Phase one emulating Asteroids on the GBA. It doesnt support sound, its slow, but it
seems to work well.
Thanks to Steve Green, author of Atari Vector Simulator for the Mac who helped greatly with
the emulation, and a university web site that I borrowed a generic line draw algorithm from.
This was very straight forward, took out the code specific to I/O on the Mac version, replaced it
with GBA I/O and that was it.
Phase two: translate 6502 instructions to equivalent sets of arm instructions and run it
as an arm program. Like an emulator but in ASM instead of C. Here is the idea: instead of running
a C program that reads a 6502 opcode at run time then doing something like:
static void ora_zp () // opcode 0x05
{
unsigned short savepc=get6502memoryFast(PC++);
unsigned char value=get6502memory(savepc);
A |= value;
DO_Z (A);
DO_N (A);
clockticks += 3;
}
The rom data/instructions are pre-processed and "translated" into native arm instructions:
ROM73BC ;05 ora_zp
MOV R0,#0x08
ORR R0,R0,#0x3000000
LDRSB R0,[R0]
ORRS R5,R5,R0
DONZA
ADD R10,R10,#3
BL CHECKTICKS
R5 was designated to be the 6502 register A, R10 keeps track of clocktics. DONZA is a macro
that updates a virtual flags register (P in the 6502, R8 in the translation).

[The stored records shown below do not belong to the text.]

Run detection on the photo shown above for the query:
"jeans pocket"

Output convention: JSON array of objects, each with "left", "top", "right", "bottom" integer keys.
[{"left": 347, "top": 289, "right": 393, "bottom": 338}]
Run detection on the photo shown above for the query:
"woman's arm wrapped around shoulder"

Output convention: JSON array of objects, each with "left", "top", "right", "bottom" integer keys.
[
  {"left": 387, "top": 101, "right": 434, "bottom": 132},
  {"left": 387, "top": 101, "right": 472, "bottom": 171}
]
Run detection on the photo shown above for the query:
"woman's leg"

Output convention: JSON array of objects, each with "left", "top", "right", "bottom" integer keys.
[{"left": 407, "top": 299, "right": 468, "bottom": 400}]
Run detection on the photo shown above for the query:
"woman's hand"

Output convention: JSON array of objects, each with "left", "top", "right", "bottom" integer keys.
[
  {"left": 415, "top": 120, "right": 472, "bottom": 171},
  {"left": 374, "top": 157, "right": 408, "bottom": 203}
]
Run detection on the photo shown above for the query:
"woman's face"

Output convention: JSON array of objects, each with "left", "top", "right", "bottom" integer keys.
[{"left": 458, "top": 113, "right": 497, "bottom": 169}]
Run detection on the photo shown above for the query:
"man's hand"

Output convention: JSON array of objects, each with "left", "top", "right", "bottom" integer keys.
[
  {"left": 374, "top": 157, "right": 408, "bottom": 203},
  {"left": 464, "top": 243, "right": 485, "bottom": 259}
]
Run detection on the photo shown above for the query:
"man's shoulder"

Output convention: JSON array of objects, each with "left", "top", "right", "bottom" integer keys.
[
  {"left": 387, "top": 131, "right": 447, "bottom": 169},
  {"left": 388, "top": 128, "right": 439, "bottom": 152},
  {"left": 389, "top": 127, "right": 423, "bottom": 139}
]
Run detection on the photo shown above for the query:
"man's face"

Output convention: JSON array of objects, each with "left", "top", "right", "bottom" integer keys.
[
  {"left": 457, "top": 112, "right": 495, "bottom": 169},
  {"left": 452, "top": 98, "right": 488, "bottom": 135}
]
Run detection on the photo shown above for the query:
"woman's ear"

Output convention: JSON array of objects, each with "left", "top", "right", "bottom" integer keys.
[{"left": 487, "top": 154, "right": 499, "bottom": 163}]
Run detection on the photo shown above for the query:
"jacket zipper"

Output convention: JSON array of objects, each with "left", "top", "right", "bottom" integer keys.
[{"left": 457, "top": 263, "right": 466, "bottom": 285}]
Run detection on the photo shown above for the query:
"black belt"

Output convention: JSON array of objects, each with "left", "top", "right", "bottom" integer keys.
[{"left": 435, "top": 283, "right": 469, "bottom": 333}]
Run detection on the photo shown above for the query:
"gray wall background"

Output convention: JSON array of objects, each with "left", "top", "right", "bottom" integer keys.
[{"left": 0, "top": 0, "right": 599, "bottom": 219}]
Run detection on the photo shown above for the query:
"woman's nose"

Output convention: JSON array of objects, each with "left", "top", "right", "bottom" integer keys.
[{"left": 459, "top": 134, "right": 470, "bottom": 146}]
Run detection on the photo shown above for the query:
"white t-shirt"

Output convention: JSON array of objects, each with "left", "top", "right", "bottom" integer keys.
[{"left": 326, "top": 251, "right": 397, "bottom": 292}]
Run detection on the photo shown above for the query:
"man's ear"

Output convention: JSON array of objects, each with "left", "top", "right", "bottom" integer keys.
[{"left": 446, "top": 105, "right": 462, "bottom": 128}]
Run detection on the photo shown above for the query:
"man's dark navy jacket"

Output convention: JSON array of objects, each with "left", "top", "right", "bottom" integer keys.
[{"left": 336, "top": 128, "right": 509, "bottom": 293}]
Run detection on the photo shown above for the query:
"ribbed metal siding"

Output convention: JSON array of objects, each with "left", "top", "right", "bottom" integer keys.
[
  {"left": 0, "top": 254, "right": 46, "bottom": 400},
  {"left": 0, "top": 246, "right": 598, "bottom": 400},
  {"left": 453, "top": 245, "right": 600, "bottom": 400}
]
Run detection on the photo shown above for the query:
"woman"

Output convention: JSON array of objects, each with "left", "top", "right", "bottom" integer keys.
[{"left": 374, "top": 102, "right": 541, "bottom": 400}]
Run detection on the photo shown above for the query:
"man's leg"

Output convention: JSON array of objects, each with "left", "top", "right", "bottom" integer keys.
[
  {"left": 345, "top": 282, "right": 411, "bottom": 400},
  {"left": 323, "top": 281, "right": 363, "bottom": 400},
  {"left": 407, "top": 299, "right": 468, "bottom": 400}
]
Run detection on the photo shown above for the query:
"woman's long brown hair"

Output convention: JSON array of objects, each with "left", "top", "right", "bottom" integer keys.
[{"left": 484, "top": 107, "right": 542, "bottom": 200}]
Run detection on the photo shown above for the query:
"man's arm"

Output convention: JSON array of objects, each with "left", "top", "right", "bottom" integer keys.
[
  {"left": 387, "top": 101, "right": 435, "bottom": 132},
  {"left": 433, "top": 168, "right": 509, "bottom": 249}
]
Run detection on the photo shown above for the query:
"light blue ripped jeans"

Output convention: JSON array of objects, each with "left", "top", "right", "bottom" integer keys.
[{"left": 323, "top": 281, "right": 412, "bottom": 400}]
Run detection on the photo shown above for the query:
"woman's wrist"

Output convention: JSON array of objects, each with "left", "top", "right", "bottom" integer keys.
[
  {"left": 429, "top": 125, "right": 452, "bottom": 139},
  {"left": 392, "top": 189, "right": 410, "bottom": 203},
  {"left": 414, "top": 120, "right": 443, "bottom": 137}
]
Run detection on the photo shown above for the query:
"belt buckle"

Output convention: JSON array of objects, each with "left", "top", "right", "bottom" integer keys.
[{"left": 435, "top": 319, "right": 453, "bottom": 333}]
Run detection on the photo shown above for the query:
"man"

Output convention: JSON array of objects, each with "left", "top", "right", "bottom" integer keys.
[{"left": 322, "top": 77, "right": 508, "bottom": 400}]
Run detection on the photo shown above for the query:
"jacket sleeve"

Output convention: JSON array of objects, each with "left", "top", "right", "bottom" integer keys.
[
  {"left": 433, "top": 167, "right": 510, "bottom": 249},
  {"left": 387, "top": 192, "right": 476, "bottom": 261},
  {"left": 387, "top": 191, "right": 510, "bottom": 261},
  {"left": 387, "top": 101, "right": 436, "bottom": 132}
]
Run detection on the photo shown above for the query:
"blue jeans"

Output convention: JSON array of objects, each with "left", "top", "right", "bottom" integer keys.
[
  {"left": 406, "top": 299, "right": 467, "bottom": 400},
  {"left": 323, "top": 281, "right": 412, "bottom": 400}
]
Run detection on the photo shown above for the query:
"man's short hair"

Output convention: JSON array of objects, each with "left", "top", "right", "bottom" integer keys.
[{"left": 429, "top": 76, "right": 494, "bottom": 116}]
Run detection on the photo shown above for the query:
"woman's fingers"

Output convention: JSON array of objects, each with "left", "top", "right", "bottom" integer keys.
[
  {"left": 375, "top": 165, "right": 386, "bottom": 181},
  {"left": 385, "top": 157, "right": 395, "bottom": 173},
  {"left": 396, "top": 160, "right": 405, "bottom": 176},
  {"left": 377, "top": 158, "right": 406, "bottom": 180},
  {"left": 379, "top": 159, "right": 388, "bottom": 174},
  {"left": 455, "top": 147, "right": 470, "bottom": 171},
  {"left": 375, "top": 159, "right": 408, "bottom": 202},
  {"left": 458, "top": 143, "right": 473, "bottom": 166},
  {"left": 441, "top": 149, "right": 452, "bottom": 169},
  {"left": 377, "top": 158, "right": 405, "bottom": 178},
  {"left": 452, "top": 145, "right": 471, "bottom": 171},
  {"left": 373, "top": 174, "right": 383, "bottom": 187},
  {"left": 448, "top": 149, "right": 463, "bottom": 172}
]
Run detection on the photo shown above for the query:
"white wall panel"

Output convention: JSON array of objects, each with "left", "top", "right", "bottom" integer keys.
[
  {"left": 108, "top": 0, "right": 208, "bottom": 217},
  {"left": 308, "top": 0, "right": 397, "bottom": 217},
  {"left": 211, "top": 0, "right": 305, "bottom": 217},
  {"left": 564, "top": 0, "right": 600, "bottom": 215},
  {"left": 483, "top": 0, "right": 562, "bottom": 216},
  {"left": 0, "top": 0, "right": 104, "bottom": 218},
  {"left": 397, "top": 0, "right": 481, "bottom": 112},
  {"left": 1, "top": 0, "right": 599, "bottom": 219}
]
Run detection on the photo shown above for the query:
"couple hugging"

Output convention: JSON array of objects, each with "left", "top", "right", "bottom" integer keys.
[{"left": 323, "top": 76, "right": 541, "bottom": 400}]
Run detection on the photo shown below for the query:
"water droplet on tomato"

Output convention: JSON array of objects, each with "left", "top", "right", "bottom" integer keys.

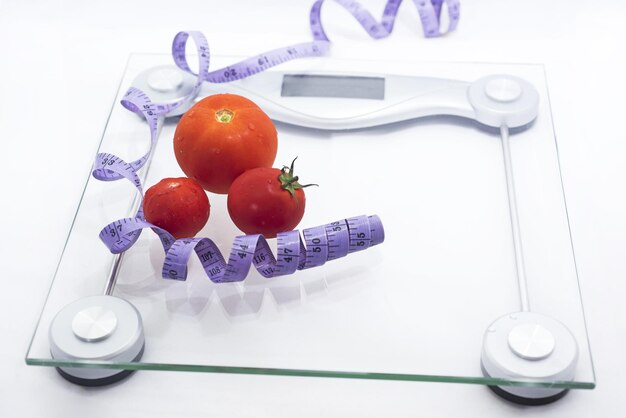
[{"left": 248, "top": 123, "right": 255, "bottom": 131}]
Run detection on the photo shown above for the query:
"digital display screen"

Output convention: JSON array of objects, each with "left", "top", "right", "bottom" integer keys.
[{"left": 281, "top": 74, "right": 385, "bottom": 100}]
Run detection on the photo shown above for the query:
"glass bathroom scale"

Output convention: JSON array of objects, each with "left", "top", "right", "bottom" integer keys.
[{"left": 26, "top": 53, "right": 595, "bottom": 396}]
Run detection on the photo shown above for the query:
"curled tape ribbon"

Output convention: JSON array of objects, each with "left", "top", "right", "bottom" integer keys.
[{"left": 95, "top": 89, "right": 385, "bottom": 282}]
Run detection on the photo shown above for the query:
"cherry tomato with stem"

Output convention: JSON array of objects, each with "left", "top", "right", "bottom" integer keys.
[{"left": 227, "top": 158, "right": 316, "bottom": 238}]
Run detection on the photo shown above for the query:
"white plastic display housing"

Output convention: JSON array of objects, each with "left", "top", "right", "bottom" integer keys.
[{"left": 132, "top": 66, "right": 540, "bottom": 130}]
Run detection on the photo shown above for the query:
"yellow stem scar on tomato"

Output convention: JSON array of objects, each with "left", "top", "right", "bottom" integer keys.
[{"left": 215, "top": 108, "right": 234, "bottom": 123}]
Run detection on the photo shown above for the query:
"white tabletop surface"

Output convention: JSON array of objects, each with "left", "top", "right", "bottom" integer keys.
[{"left": 2, "top": 0, "right": 625, "bottom": 416}]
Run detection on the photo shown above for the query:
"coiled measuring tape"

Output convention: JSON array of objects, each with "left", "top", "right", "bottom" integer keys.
[{"left": 94, "top": 0, "right": 459, "bottom": 280}]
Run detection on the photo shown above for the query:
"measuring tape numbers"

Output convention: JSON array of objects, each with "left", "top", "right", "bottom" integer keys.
[{"left": 100, "top": 214, "right": 384, "bottom": 282}]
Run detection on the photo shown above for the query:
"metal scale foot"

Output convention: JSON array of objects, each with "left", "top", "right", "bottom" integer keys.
[{"left": 49, "top": 295, "right": 145, "bottom": 386}]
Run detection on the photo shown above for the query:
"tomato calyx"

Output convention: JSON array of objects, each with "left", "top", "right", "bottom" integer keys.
[{"left": 278, "top": 157, "right": 317, "bottom": 199}]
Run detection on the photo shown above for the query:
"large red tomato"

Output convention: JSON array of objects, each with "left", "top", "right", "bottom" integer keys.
[
  {"left": 173, "top": 94, "right": 278, "bottom": 194},
  {"left": 143, "top": 177, "right": 210, "bottom": 239},
  {"left": 227, "top": 159, "right": 315, "bottom": 238}
]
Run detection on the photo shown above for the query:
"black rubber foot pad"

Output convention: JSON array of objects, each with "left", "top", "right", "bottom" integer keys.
[
  {"left": 55, "top": 344, "right": 145, "bottom": 387},
  {"left": 487, "top": 384, "right": 569, "bottom": 406},
  {"left": 481, "top": 363, "right": 569, "bottom": 405}
]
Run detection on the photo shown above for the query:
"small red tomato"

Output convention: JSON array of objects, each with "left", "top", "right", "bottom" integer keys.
[
  {"left": 227, "top": 158, "right": 316, "bottom": 238},
  {"left": 143, "top": 177, "right": 210, "bottom": 239}
]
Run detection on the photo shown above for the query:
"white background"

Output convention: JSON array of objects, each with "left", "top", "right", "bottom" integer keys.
[{"left": 1, "top": 0, "right": 625, "bottom": 416}]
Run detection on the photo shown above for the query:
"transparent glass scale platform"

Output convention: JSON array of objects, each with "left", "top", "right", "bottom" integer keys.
[{"left": 27, "top": 54, "right": 595, "bottom": 391}]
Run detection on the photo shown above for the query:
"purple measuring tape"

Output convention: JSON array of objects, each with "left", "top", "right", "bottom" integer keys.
[{"left": 94, "top": 0, "right": 459, "bottom": 281}]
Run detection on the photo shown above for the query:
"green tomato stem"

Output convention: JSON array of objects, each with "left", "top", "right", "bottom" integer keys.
[{"left": 278, "top": 157, "right": 318, "bottom": 198}]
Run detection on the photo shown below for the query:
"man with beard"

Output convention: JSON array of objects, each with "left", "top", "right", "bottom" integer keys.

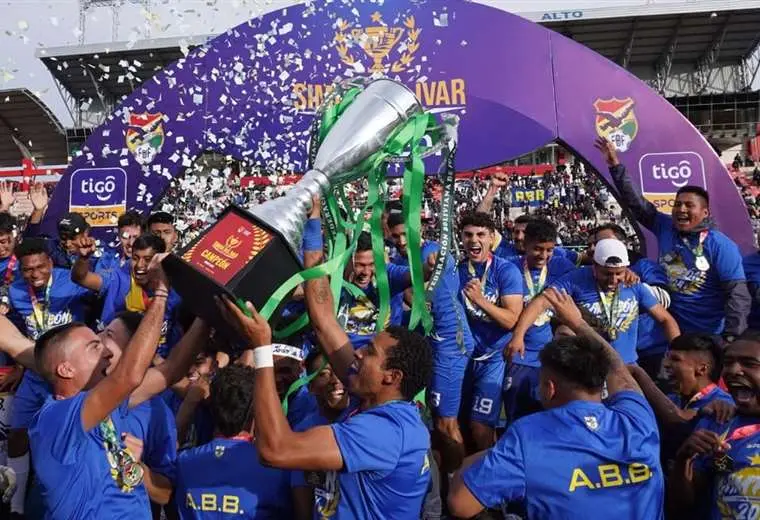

This was not a trivial project, took about three weeks a few hours a night. I would not
have made any progress without the emulator above. I started by writing a program that
wrote the skeleton program from the emulator. I took the opcode look up table from the emulator
which mapped opcodes to C functions, then the program built a huge switch statement with the
emulated C code for that opcode as a comment and a couple of common things for each function:
case 0x05: //ora_zp
//static void ora_zp () // 0x05
//{
// unsigned short savepc=get6502memoryFast(PC++);
// unsigned char value=get6502memory(savepc);
// A |= value;
// DO_Z (A);
// DO_N (A);
//
// clockticks += 3;
//}
printf("ROM%04X ;05 ora_zp\n",0x6800+off);
printf(" ADD R10,R10,#1\n");
printf(" BL CHECKTICKS\n");
off+=1;
Then it was a simple matter of typing in the asm for each of the 256 opcodes...Simple but very
time consuming and prone to errors.
Once a significant number of instructions were coded I was able to start "running" the translated
program. I found the easiest way to debug it would be to run the emulator, have it print out
the opcode and all the registers, clock ticks, etc:
6E80: D0 A 00 X 00 Y 01 P 23 00D2 02
6E82: AD A 00 X 00 Y 01 P 23 00D6 02
6E85: 10 A 00 X 00 Y 01 P 23 00D9 02
6ED7: 60 A 00 X 00 Y 01 P 23 00DF 02
6858: 20 A 00 X 00 Y 01 P 23 00E5 02
703F: A5 A 01 X 00 Y 01 P 21 00E8 02
7041: F0 A 01 X 00 Y 01 P 21 00EB 02
7043: AD A 01 X 00 Y 01 P 21 00EF 02
7046: 30 A 01 X 00 Y 01 P 21 00F2 02
7048: AD A 00 X 00 Y 01 P 23 00F6 02
Then I added code to the translator that would print out the same stuff for each instruction
executed (I printed to the console on Mappy), then
compare instruction for instruction between the emulated and translated code. Getting through
the first 6000 instructions took a few days, from the 6000th instruction to the 20000th instruction
took a few minutes. Within a few more days I had it running thousands then millions of instructions
without an error. I had to do things like "on the 50000th instruction press the fire button and
release it on instruction 55000" so that both the emulation and translation performed the same
keystrokes at the same time. Today I reached the point where I just played it. And so far
so good. If I find any sigificant problems from here my plan is to keep a log all the keystrokes
then go back and have the emulation and translation run side by side using that list of keystrokes.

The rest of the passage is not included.